Search code examples
pythonserversimplehttpserver

How does python's SimpleHTTPServer do_GET and do_POST functions work?


I've created the following little HTTP server for learning purposes:

import SimpleHTTPServer
import SocketServer

class ServerHandler(SimpleHTTPServer.SimpleHTTPRequestHandler):

    def do_GET(self):
        print(self.headers)
        SimpleHTTPServer.SimpleHTTPRequestHandler.do_GET(self)

    def do_POST(self):
        print(self.headers)
        form = cgi.FieldStorage(
            fp=self.rfile,
            headers=self.headers,
            environ={'REQUEST_METHOD':'POST',
                 'CONTENT_TYPE':self.headers['Content-Type'],

def main():
    port = 50738
    Handler = ServerHandler(1000)
    httpd = SocketServer.TCPServer(("192.168.X.Y", port), Handler)

    print "serving at port", port
    httpd.serve_forever()


if __name__ == "__main__":
    main()

My assumptions are as follows:

  • My class 'ServerHandler' extends the SimpleHTTPServer.SimpleHTTPRequestHandler class by two functions namely go_GET and do_POST
  • The main() function creates a server handler object and server socket bound to my I.P. address and port of choice, and invokes a function to serve/listen indefinitely.

Aside: I know by looking at the Python DOCs https://docs.python.org/2/library/simplehttpserver.html that SimpleHTTPServer.SimpleHTTPRequestHandler has a method called do_GET, which I assume gets overridden by the do_GET in my ServerHandler class?

Question: What is going on under the hood relating to do_GET and do_POST? Is it the case that once we have this server listening for HTTP "activity" directed towards a specific IP:PORT that it automatically know if an incoming signal is a GET or POST and as soon as one is encountered the server calls my do_GET or do_POST functions?


Solution

  • When you call SocketServer.TCPServer, you assign your Handler class as the class to receive incoming requests.

    All that the SimpleHTTPServer module has helped you with is providing the basic HTTP functionality, but you could write all of that yourself.

    So, as you say, when you define Handler, you are inheriting all the methods from the SimpleHTTPRequestHandler class, but then overriding two of the pre-defined methods: do_GET and do_POST. You could also override any other methods in the class.

    However, these do_* methods would never be called if it wasn't for the handle method defined in the SimpleHTTPRequestHandler as it is this function which is called by the socketserver module.

    So if you were to just inherit the socketserver.BaseRequestHandler, you would loose all functionality as this class' handle() method does nothing:

    class socketserver.BaseRequestHandler

    ...

    handle()

    This function must do all the work required to service a request.
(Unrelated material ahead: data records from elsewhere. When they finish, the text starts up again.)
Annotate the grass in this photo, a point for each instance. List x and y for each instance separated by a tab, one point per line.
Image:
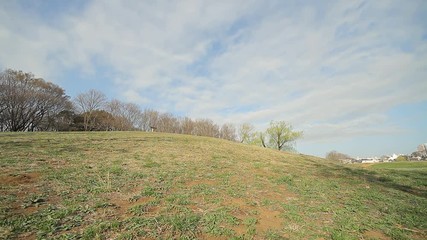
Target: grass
133	185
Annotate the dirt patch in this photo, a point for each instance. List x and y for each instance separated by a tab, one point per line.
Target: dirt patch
374	234
268	220
122	204
200	182
19	179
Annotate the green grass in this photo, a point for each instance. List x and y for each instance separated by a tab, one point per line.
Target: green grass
133	185
422	166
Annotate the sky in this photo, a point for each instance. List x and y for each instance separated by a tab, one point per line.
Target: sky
352	75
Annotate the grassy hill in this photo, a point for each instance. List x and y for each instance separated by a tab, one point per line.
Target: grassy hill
133	185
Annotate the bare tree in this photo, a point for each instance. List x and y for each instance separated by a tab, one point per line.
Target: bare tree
246	133
168	123
206	127
149	119
281	135
228	132
187	126
87	103
28	103
337	156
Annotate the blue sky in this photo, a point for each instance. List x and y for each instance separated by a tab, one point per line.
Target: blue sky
351	74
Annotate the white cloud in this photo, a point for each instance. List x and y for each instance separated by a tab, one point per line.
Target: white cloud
335	66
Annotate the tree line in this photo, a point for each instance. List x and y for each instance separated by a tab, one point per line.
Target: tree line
28	103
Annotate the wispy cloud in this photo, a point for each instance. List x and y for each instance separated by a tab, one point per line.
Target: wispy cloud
331	67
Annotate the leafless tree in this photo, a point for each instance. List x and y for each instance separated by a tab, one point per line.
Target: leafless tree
28	103
187	126
87	103
337	156
206	127
149	119
246	133
228	132
281	135
127	116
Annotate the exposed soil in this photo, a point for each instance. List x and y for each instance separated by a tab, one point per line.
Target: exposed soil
19	179
374	234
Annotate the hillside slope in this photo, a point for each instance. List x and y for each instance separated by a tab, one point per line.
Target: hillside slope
133	185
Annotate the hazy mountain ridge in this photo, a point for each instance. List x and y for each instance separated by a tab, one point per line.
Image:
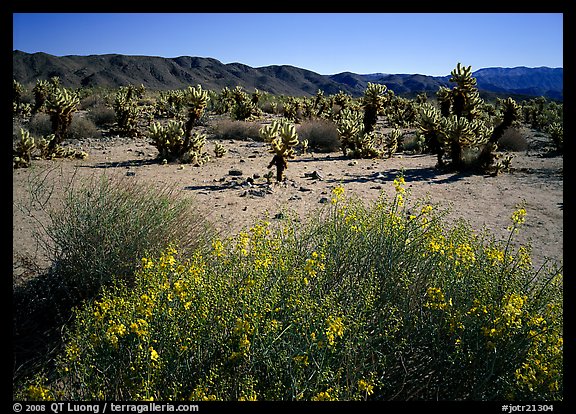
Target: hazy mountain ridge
159	73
The default implementation does nothing. Several instance attributes are available to it; the request is available as self.request; the client address as self.client_address; and the server instance as self.server, in case it needs access to per-server information.

    ...

    So, by importing the SimpleHTTPRequestHandler from the SimpleHTTPServer module, you immediately get the basic functionality for a HTTP server.

    All this functionality is documented here, with an important bit on its handle method:

    class http.server.BaseHTTPRequestHandler(request, client_address, server)

    ...

    handle()

    Calls handle_one_request() once (or, if persistent connections are enabled, multiple times) to handle incoming HTTP requests. You should never need to override it; instead, implement appropriate do_*() methods.

    handle_one_request()

    This method will parse and dispatch the request to the appropriate do_*() method. You should never need to override it.

    ...

    So finally, after breaking down how the socketserver.TCPServer will call the handle() method for whatever class you pass it, we see how the SimpleHTTPRequestHandler implements this as passing the request onto the appropriate do_GET, do_POST or whatever method depending on the headers of the request.
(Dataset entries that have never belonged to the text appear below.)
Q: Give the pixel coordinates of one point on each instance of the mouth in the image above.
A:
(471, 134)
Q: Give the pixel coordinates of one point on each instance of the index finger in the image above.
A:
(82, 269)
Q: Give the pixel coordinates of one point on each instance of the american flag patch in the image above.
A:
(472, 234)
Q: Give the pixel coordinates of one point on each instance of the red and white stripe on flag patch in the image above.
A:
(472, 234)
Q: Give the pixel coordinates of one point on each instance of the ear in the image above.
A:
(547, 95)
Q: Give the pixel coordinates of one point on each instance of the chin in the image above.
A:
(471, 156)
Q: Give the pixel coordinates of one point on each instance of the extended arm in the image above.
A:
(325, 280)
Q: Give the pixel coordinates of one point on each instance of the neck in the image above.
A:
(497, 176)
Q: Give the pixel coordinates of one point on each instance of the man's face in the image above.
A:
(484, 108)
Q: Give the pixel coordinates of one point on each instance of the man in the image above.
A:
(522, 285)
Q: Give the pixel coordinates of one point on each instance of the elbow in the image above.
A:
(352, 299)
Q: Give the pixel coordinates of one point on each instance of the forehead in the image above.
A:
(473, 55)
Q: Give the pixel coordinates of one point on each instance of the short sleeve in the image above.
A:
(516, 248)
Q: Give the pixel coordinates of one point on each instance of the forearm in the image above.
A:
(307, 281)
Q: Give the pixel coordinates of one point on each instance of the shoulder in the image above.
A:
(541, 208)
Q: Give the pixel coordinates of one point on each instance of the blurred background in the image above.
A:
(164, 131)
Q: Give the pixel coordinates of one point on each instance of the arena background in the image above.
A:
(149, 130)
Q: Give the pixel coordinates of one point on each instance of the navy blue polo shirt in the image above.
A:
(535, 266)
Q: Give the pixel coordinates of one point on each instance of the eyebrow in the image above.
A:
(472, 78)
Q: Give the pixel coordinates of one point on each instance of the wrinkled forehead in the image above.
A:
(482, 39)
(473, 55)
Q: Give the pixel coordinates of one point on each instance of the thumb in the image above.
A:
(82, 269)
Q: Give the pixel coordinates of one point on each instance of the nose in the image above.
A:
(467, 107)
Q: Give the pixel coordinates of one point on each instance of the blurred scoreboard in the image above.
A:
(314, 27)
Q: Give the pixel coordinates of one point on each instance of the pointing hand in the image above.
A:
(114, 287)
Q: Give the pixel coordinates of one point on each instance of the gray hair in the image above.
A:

    If you want to see how you could implement this yourself, take a look at the source code, either in /usr/lib/pythonX.Y/http/server.py or on GitHub.
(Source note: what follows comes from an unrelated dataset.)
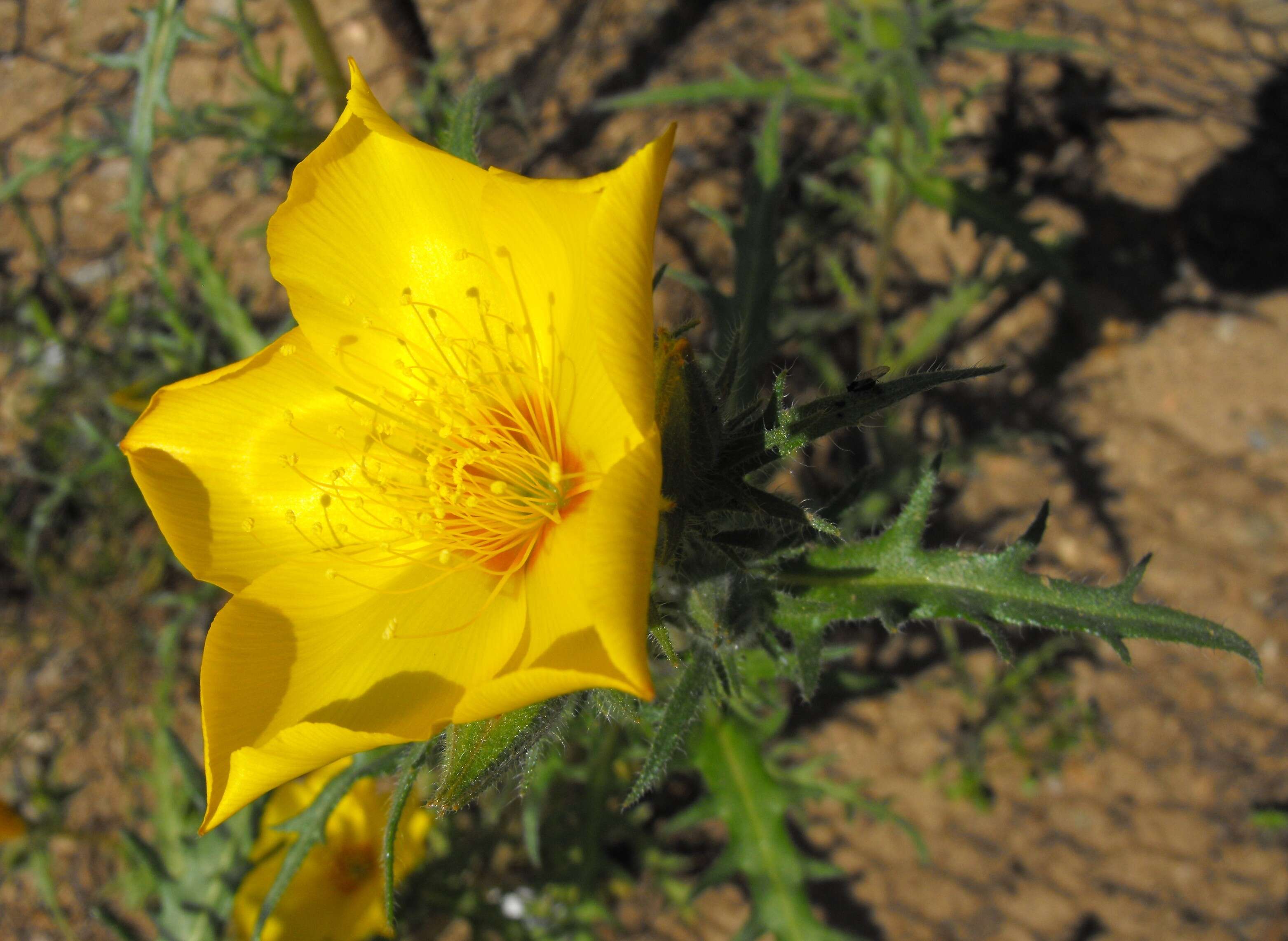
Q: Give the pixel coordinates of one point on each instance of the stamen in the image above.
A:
(454, 458)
    We can see there what their that SimpleHTTPServer inherits BaseHTTPServer which is where the handle() and handle_one_request() methods are defined:

    So, as the docs describe, handle just passes requests to handle_one_request until the connection closes:

    def handle(self):
        """Handle multiple requests if necessary."""
        self.close_connection = True
    
        self.handle_one_request()
        while not self.close_connection:
            self.handle_one_request()
    

    and the handle_one_request is where the do_* methods get called:

    def handle_one_request(self):
        """Handle a single HTTP request.
        You normally don't need to override this method; see the class
        __doc__ string for information on how to handle specific HTTP
        commands such as GET and POST.
        """
        try:
            self.raw_requestline = self.rfile.readline(65537)
            if len(self.raw_requestline) > 65536:
                self.requestline = ''
                self.request_version = ''
                self.command = ''
                self.send_error(HTTPStatus.REQUEST_URI_TOO_LONG)
                return
            if not self.raw_requestline:
                self.close_connection = True
                return
            if not self.parse_request():
                # An error code has been sent, just exit
                return
            mname = 'do_' + self.command   ## the name of the method is created
            if not hasattr(self, mname):   ## checking that we have that method defined
                self.send_error(
                    HTTPStatus.NOT_IMPLEMENTED,
                    "Unsupported method (%r)" % self.command)
                return
            method = getattr(self, mname)  ## getting that method
            method()                       ## finally calling it
            self.wfile.flush() #actually send the response if not already done.
        except socket.timeout as e:
            #a read or a write timed out.  Discard this connection
            self.log_error("Request timed out: %r", e)
            self.close_connection = True
            return
    

    (note, I double-hashed (##) my comments to seperate them from the original author's)